Les personnes retenues peuvent changer de chambre à tout moment comme elles le souhaitent– « On achète leur tranquillité ». Chaque chambre comporte deux lits mais il n’est pas rare d’y trouver trois matelas dont un par terre ou deux lits mais un seul matelas. Les chambres ont pour unique ameublement deux lits et un bloc table-chaises scellés au sol ; aucun meuble de rangement ni même table de nuit ; quelques effets sont déposés sur la table ; le reste est dans la bagagerie, disponible sur demande. Les volets des fenêtres sont hors service.

La « chambre de mise à l’écart », véritable cellule de garde à vue, pièce aveugle anxiogène, est utilisée notamment pour les personnes au comportement suicidaire, sur prescription médicale.

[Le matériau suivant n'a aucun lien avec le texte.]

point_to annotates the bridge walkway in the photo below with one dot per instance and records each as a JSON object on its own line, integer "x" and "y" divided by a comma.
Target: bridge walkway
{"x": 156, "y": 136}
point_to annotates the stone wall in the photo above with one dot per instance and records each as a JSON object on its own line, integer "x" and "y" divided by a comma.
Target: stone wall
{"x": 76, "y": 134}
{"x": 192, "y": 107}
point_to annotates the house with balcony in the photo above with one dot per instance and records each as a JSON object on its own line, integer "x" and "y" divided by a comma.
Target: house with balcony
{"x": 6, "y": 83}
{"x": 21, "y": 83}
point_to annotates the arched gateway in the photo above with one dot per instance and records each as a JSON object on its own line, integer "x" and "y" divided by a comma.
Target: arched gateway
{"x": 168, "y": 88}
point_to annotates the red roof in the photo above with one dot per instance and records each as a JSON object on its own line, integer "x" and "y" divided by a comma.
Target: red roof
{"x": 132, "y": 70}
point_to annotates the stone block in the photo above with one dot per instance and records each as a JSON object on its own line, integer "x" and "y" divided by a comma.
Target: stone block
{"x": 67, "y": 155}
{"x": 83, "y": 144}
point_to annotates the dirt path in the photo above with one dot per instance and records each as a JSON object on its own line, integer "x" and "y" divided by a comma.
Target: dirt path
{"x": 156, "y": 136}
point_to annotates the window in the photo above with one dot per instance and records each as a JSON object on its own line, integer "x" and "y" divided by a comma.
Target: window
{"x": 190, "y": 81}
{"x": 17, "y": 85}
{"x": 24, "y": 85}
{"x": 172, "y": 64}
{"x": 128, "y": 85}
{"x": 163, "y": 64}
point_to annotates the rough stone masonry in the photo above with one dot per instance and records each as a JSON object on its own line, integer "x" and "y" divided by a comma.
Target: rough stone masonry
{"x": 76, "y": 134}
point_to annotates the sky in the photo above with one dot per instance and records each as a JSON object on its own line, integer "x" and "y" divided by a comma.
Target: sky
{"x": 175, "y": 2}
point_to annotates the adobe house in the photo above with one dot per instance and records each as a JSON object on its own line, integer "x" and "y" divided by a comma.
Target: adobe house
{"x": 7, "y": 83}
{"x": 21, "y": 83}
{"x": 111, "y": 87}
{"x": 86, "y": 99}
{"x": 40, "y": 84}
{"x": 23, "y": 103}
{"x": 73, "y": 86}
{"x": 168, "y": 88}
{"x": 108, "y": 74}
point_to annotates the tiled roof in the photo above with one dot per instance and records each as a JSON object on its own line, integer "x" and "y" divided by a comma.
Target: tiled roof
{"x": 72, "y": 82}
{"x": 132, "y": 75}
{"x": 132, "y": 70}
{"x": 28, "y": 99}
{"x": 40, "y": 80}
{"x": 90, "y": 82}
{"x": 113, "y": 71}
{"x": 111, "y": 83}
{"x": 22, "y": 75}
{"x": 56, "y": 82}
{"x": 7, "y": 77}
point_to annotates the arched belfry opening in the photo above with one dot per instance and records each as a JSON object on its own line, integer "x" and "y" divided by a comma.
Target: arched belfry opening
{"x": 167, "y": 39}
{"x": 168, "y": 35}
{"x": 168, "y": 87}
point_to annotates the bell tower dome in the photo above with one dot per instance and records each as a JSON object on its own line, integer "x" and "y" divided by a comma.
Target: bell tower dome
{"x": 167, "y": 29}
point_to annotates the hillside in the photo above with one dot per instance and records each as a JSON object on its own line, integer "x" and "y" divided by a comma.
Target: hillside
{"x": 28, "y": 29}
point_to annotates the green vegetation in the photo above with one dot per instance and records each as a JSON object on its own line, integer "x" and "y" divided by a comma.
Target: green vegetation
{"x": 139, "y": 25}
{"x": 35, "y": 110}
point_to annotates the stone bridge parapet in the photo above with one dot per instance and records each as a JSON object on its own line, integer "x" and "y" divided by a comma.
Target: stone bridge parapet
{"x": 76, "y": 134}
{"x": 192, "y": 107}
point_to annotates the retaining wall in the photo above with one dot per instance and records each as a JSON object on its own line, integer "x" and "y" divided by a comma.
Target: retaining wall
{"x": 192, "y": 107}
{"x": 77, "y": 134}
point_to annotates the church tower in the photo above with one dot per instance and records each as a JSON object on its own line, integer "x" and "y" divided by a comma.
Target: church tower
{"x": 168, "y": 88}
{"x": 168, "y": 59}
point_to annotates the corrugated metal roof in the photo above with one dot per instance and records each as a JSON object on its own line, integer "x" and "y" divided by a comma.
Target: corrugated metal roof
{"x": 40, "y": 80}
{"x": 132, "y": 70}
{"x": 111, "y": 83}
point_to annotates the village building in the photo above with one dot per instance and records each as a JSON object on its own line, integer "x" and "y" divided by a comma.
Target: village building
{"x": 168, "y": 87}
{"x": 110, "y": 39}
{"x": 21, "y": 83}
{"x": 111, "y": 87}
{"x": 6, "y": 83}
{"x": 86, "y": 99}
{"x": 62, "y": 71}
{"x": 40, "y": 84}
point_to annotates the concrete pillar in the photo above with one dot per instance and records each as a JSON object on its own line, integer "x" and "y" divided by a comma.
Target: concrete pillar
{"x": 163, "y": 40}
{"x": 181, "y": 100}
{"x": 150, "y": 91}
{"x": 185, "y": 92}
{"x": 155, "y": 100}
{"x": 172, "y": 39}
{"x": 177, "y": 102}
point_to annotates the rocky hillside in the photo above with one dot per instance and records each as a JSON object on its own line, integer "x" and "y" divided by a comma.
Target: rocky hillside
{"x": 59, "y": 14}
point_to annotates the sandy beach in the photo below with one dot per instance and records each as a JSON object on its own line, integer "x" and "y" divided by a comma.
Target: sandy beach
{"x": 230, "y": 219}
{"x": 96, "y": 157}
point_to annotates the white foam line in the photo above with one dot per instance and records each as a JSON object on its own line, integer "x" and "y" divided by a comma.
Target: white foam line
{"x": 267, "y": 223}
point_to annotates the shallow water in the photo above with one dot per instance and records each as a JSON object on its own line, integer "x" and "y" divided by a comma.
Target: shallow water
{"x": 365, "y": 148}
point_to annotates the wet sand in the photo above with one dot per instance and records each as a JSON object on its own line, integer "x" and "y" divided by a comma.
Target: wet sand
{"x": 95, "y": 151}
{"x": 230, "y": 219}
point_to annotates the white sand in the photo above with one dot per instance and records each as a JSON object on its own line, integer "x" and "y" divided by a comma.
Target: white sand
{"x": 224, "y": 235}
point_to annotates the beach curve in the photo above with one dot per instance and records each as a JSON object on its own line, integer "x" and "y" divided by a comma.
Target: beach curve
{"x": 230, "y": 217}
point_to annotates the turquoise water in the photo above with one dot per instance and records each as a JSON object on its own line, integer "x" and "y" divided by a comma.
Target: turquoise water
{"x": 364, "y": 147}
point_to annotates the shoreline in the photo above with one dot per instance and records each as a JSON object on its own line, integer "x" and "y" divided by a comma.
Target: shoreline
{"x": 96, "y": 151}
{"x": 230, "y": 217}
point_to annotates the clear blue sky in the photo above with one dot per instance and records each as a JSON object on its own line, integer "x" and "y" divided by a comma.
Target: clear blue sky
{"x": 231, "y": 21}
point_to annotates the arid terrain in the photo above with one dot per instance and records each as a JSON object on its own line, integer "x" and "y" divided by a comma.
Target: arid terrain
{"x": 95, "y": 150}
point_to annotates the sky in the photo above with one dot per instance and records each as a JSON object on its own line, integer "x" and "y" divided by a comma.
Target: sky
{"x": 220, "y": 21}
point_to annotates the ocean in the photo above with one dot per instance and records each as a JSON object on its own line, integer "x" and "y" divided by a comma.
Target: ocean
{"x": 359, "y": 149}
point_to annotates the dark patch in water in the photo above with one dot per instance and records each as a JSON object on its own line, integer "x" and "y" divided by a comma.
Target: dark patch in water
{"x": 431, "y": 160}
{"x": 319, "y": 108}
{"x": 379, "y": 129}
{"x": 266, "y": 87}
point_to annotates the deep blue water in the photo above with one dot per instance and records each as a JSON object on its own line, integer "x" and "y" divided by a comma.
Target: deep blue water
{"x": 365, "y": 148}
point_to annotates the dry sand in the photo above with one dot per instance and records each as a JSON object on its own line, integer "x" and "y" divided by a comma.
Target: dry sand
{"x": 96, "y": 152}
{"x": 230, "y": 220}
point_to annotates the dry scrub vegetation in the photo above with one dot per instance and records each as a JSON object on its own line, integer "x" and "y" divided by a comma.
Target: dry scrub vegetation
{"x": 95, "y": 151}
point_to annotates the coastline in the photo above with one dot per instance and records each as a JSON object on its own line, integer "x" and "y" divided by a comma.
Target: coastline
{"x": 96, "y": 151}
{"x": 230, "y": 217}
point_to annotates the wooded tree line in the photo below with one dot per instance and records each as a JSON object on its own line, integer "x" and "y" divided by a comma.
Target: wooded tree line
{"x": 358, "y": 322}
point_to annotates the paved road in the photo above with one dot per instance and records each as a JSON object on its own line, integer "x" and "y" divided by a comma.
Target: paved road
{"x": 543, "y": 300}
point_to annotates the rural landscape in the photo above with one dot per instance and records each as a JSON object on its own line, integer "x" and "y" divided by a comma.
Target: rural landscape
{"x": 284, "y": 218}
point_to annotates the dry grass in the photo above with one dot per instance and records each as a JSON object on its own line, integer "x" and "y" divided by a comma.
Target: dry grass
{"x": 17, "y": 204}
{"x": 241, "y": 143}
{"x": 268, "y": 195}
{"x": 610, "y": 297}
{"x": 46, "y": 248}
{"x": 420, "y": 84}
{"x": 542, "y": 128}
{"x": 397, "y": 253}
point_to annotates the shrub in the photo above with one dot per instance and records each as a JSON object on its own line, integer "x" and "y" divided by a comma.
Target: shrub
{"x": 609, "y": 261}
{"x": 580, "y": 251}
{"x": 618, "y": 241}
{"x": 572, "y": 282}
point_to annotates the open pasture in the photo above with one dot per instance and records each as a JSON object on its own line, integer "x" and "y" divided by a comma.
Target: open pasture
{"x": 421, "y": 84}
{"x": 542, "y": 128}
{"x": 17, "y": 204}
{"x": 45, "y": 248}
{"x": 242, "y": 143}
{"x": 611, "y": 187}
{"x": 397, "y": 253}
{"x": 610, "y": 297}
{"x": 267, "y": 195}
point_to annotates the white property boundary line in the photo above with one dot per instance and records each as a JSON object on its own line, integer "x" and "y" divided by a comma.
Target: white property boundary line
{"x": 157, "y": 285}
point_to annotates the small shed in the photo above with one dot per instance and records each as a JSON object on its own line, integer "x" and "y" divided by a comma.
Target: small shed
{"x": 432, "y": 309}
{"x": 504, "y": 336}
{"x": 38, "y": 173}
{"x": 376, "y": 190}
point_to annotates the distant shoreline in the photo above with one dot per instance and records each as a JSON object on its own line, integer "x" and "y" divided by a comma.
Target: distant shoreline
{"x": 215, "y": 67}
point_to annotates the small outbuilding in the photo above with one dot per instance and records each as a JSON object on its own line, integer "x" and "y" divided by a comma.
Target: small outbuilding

Les contrôleurs ont constaté d’autres atteintes au respect des droits : aucun panneau de signalisation sur la voie publique, aucun document administratif de notification écrit dans une autre langue que le français, pas de possibilité de téléphoner gratuitement au moment du placement au centre, téléphone portable confisqué dès lors qu’il peut prendre des photos, visites des familles très aléatoires, absence d’oreiller, couverture jamais lavée au cours de la rétention, douches malodorantes et sans porte ni « chicane », repas au menu unique sans aucun choix, présence d’un médecin deux demi-journées par semaine, entretien avec l’OFPRA par visioconférence dans un local sonore et mal isolé, pas de liste d’avocats – qui ne viennent jamais et découvrent les dossier juste avant l’audience –, aucun contrôle des magistrats.

Quelques points positifs ont été observés : un greffe très efficace, des bonnes communications entre policiers et intervenants sans rétention de l’information ; le major, adjoint de la cheffe, passe tous les matins dans la zone de rétention, Forum réfugiés est très actif.